Национально-патриотическое движение на севере Италии весьма незначительно. Крупные землевладельцы, так же как и бывшие якобинцы, охотно служат в новой администрации. Иначе обстоит дело в Риме, где буржуазия слишком долго жила щедротами аристократии и папского престола, чтобы в одночасье отречься от них. Да и старинные дворянские роды, за некоторым исключением (Боргезе, Спада, Чижи), предпочитают сохранять дистанцию. Рим не простит французам похищения Пия VII и планов перенесения Ватикана в Париж. Но не столько национальное унижение, сколько рекрутские наборы раздражают общественность. Когда новые префекты Тразимена и Рима — Турнон и Редерер — объявили 30 апреля 1810 года очередной призыв, треть рекрутов ушла в подполье. Даже результаты выдающейся деятельности Турнона, который за три года осушил Понтийские болота, разбил террасы и парки, протянувшиеся от виллы Медичи до виллы Боргезе, раскопал древний Рим и превратил Кампанию в гигантскую хлопковую плантацию, не изгладили из памяти итальянцев факта заточения Пия VII. Риму не суждено было долго оставаться второй столицей Империи, несмотря на грандиозные планы, которые связывал с ним Наполеон. Хрупкое равновесие, достигнутое в Италии к 1807 году, нарушится вскоре после ареста папы.
Несмотря на объявленное в 1804 году Наполеоном намерение перенести резиденцию французского правительства в Лион, поближе к Италии, Париж по-прежнему остается столицей Империи. Во дворце Тюильри размещается правительство: министерства и главные управления, в Бурбонском дворце — Законодательный корпус, в Люксембургском — сенат.
Облик города, население которого за пятнадцать лет увеличилось с 500 до 700 тысяч, почти не изменился в эпоху Империи.

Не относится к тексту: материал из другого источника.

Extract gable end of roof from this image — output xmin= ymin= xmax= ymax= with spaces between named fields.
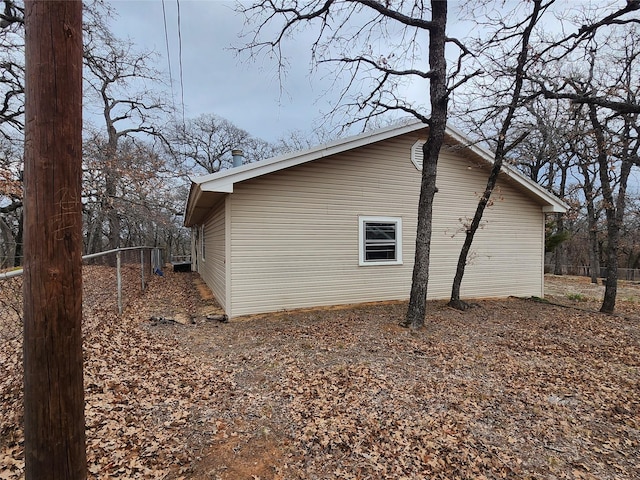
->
xmin=184 ymin=120 xmax=568 ymax=226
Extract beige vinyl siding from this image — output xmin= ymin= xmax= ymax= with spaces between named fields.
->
xmin=429 ymin=148 xmax=545 ymax=299
xmin=227 ymin=132 xmax=545 ymax=317
xmin=200 ymin=199 xmax=227 ymax=310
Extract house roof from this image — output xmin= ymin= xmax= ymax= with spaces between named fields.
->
xmin=184 ymin=120 xmax=568 ymax=227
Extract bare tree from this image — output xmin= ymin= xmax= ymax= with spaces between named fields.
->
xmin=0 ymin=136 xmax=23 ymax=266
xmin=562 ymin=100 xmax=604 ymax=284
xmin=588 ymin=106 xmax=633 ymax=312
xmin=510 ymin=99 xmax=575 ymax=276
xmin=83 ymin=20 xmax=169 ymax=251
xmin=447 ymin=0 xmax=640 ymax=311
xmin=448 ymin=0 xmax=547 ymax=310
xmin=169 ymin=113 xmax=277 ymax=175
xmin=0 ymin=0 xmax=23 ymax=27
xmin=532 ymin=8 xmax=640 ymax=312
xmin=81 ymin=131 xmax=190 ymax=255
xmin=0 ymin=1 xmax=25 ymax=268
xmin=1 ymin=1 xmax=173 ymax=262
xmin=275 ymin=126 xmax=338 ymax=154
xmin=0 ymin=20 xmax=23 ymax=136
xmin=402 ymin=0 xmax=449 ymax=328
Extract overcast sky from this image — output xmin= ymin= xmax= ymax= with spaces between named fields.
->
xmin=109 ymin=0 xmax=363 ymax=143
xmin=106 ymin=1 xmax=638 ymax=148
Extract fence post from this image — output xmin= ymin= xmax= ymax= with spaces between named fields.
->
xmin=117 ymin=250 xmax=122 ymax=315
xmin=140 ymin=249 xmax=145 ymax=291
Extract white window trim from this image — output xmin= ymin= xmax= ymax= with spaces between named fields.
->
xmin=358 ymin=216 xmax=403 ymax=266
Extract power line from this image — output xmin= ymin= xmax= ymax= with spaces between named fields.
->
xmin=176 ymin=0 xmax=186 ymax=127
xmin=161 ymin=0 xmax=175 ymax=112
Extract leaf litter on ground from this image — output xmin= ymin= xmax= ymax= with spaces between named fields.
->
xmin=1 ymin=269 xmax=639 ymax=479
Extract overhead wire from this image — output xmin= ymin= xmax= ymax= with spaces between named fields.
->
xmin=176 ymin=0 xmax=186 ymax=128
xmin=161 ymin=0 xmax=188 ymax=168
xmin=161 ymin=0 xmax=175 ymax=112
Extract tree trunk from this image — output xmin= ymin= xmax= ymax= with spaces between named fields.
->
xmin=0 ymin=217 xmax=14 ymax=268
xmin=600 ymin=161 xmax=632 ymax=313
xmin=575 ymin=152 xmax=600 ymax=283
xmin=589 ymin=233 xmax=600 ymax=282
xmin=587 ymin=212 xmax=600 ymax=284
xmin=553 ymin=214 xmax=566 ymax=275
xmin=0 ymin=201 xmax=23 ymax=267
xmin=589 ymin=104 xmax=633 ymax=313
xmin=106 ymin=173 xmax=120 ymax=251
xmin=449 ymin=0 xmax=543 ymax=310
xmin=553 ymin=162 xmax=569 ymax=276
xmin=22 ymin=2 xmax=86 ymax=479
xmin=402 ymin=0 xmax=448 ymax=329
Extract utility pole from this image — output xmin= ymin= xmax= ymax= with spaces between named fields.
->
xmin=23 ymin=1 xmax=86 ymax=478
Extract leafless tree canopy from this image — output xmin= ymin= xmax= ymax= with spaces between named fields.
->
xmin=239 ymin=0 xmax=475 ymax=131
xmin=450 ymin=0 xmax=640 ymax=313
xmin=168 ymin=113 xmax=277 ymax=176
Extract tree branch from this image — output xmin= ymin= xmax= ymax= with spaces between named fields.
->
xmin=354 ymin=0 xmax=435 ymax=30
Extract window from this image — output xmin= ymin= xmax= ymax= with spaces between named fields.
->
xmin=358 ymin=216 xmax=403 ymax=266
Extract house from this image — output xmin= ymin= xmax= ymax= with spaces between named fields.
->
xmin=184 ymin=120 xmax=567 ymax=318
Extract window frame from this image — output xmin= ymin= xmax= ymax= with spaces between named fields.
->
xmin=358 ymin=216 xmax=403 ymax=266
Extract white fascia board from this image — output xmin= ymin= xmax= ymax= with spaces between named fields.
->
xmin=542 ymin=204 xmax=568 ymax=213
xmin=499 ymin=167 xmax=569 ymax=212
xmin=183 ymin=183 xmax=202 ymax=226
xmin=193 ymin=120 xmax=427 ymax=194
xmin=185 ymin=119 xmax=567 ymax=219
xmin=201 ymin=181 xmax=234 ymax=193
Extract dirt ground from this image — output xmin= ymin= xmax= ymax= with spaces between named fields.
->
xmin=1 ymin=270 xmax=639 ymax=479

Наполеоновский Париж — Париж Людовика XVI, украсившийся лишь несколькими монументами: Вандомской колонной, возведенной в 1810 году Гондуэном и увенчанной статуей императора работы скульптора Шоде, Триумфальной аркой на площади Карузель, достроенной в конце 1808 года архитекторами Персье и Фонтэном, фундаментом Арки Звезды, заложенным Шальгреном, улицей Риволи с аркадами, церковью Мадлен, строительство которой было начато еще до Революции, но которую Наполеон пожелал сделать святилищем своей славы, несколько набережных и мостов… Не мало, но и не так много, чтобы, по замыслу Наполеона, преобразить Париж, превратив его в величественный город дворцов и общественных зданий.